Force est de constater que le mariage des deux styles donne un résultat très convaincant, alliant maîtrise des plans et mouvements et sens du détail. Il faut rajouter à notre duo de dessinateurs-scénaristes un troisième homme : Jimmy Beaulieu, un auteur BD québécois que Loisel et Tripp ont chargé de travailler les dialogues de l'album pour qu'ils soient à la fois caractéristiques du parler québécois tout en demeurant accessibles aux lecteurs du reste de la francophonie.

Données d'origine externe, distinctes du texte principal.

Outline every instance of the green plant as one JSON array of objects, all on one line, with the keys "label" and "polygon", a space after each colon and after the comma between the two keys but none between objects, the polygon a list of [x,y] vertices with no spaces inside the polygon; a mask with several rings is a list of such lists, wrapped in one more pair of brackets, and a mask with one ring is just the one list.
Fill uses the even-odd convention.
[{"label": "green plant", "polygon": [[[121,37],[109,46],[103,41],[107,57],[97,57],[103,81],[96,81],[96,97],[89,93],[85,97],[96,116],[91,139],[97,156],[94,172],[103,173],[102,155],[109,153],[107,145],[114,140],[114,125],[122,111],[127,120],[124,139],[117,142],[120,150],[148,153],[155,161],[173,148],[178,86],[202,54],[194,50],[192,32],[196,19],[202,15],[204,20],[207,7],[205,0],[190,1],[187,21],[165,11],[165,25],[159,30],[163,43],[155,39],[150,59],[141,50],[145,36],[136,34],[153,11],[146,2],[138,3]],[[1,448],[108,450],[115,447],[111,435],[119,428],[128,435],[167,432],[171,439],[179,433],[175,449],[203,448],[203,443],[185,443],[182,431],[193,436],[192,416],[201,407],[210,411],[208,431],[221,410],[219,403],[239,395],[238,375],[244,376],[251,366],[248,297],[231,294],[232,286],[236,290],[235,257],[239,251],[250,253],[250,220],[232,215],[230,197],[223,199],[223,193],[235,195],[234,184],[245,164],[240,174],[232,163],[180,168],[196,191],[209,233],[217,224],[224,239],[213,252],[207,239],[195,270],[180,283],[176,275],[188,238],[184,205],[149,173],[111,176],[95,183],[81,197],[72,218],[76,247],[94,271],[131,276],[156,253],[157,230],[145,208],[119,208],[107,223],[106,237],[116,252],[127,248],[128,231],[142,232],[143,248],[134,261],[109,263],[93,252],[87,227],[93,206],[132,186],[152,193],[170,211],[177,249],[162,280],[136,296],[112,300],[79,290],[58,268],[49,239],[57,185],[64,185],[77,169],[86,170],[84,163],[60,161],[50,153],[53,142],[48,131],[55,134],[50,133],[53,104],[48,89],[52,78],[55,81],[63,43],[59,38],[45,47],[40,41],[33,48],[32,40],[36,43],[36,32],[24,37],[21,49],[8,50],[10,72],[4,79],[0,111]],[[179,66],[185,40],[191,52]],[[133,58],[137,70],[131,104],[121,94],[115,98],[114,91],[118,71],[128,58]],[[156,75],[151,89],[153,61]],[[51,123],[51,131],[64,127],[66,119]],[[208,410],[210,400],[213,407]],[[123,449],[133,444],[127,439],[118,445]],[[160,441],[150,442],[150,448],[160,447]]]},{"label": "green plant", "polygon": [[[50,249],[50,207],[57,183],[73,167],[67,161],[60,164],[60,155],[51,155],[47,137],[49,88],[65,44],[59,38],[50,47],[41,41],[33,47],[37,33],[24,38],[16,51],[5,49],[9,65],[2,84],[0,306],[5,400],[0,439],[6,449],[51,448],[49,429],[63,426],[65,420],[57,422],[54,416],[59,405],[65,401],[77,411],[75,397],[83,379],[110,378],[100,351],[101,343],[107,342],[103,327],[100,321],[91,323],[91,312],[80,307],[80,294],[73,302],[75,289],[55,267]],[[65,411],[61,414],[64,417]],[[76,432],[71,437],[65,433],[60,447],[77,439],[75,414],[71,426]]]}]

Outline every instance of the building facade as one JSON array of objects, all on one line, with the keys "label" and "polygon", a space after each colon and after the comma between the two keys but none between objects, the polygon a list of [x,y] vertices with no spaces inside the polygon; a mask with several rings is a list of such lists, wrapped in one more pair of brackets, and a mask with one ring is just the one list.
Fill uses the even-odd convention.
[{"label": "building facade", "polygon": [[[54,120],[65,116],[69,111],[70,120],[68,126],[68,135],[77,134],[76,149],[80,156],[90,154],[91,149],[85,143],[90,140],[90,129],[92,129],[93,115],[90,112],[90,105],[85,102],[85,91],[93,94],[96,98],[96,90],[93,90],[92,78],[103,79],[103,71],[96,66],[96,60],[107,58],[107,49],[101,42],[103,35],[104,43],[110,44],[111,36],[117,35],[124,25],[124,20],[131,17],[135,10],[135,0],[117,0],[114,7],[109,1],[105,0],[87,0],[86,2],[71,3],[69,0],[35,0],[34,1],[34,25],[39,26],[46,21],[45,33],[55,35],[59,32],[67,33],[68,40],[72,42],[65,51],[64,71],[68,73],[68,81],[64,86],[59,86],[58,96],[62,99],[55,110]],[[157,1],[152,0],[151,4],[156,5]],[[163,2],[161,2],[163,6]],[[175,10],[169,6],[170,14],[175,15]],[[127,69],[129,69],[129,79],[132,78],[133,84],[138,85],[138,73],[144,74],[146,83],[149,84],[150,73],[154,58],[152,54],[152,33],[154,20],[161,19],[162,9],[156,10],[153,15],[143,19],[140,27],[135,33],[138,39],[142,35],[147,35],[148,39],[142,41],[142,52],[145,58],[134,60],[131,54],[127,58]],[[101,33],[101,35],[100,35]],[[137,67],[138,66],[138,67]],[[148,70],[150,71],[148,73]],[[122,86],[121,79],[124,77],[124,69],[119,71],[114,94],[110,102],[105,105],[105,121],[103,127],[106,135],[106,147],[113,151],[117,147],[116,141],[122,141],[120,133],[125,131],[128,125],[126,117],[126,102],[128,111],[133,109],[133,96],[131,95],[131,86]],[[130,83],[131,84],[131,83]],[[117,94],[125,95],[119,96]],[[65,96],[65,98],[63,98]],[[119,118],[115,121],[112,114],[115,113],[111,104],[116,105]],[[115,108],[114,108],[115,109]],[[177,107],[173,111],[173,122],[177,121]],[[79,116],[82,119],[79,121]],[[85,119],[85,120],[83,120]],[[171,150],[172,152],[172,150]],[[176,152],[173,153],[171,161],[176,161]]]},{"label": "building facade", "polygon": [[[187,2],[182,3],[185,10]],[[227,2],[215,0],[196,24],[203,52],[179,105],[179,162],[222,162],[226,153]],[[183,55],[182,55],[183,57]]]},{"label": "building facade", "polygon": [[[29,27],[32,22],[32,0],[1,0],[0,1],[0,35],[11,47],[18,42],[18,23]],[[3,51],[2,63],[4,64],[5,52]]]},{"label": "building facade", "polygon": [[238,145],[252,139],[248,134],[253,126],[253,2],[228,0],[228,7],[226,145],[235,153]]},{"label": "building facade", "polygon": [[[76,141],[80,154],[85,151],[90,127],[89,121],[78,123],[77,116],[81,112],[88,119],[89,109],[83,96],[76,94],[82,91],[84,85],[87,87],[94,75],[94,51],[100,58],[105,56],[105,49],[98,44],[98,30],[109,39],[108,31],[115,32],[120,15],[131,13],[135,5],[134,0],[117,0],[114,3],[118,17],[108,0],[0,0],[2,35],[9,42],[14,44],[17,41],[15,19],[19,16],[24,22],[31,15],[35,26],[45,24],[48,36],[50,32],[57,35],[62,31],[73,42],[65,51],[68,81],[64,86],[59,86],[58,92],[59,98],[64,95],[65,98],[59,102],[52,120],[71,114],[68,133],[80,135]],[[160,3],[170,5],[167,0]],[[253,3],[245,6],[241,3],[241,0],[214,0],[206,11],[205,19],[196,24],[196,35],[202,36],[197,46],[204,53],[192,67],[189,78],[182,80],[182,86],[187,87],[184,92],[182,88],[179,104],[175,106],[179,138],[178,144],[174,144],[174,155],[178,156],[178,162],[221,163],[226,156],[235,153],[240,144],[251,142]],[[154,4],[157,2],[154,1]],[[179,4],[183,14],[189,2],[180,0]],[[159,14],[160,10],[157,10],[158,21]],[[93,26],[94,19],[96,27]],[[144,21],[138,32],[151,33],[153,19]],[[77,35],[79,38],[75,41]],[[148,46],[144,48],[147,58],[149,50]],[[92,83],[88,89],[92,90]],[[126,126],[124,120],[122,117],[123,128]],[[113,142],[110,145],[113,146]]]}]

Quatrième et dernier auteur à citer sur ce projet, François Lapierre, dont ont a pu lire la série Sagah-Nah, parue chez Soleil, qui officie sur Magasin Général à la coloration. Une bien belle alchimie, doit-on avouer, tant ce premier tome excelle à tous les niveaux de responsabilité : scénario, dessins, dialogues et couleurs.

Un long fleuve tranquille


Venons en à l'histoire. Magasin général raconte la vie paisible d'une petite communauté d'habitants : Notre-Dame-des-Lacs, au Québec, dans les années quarante. Le portrait de ce petit village est très agréable et pittoresque. On nous rapporte de multiples profils très diversifiés : le curé casanier, le vieil ermite bourru, l'aveugle vagabond et musicien, le simplet, les trois vieilles grenouilles de bénitier... Malgré la dureté du quotidien et les malheurs de la vie, Magasin général emploie un ton résolument optimiste, enjoué. Pas de brutale accélération, pas d'intrigue torturée, pas de héros, juste un quotidien qui coule, imperturbable, tel un long fleuve tranquille. Cette impression de bonne humeur, de bonheur de vivre est soutenue par des dialogues chargés en expressions, formules et jurons du parler québécois. « Hostie ! », « Maudit niaiseux ! », des échanges qui gonflent encore un peu plus la lecture en sourires. Le désavantage de ce genre de récit paisible et quotidien, c'est qu'il déplait fortement aux lecteurs qui ne supportent pas un album dans lequel « il ne se passe rien de spécial ». Pour apprécier Magasin Général, il ne faut pas forcément être un fan de la Quête de l'oiseau du temps ou de Peter Pan, Loisel changeant ici complètement de registre. D'ailleurs, cet album n'est pas à retenir que sur son seul nom. Comme expliqué en préface, Magasin Général est le produit d'une conjugaison de talents, c'est l'album d'un « auteur virtuel ».


Techniquement parfait, scénaristiquement très ancré dans le quotidien, Magasin général est une incontestable réussite. Deux autres tomes doivent sortir ces prochaines années. A noter, pour les grands fans de ce premier épisode, la sortie de L'arrière boutique du magasin général, détaillant toutes les étapes de la création de l'album.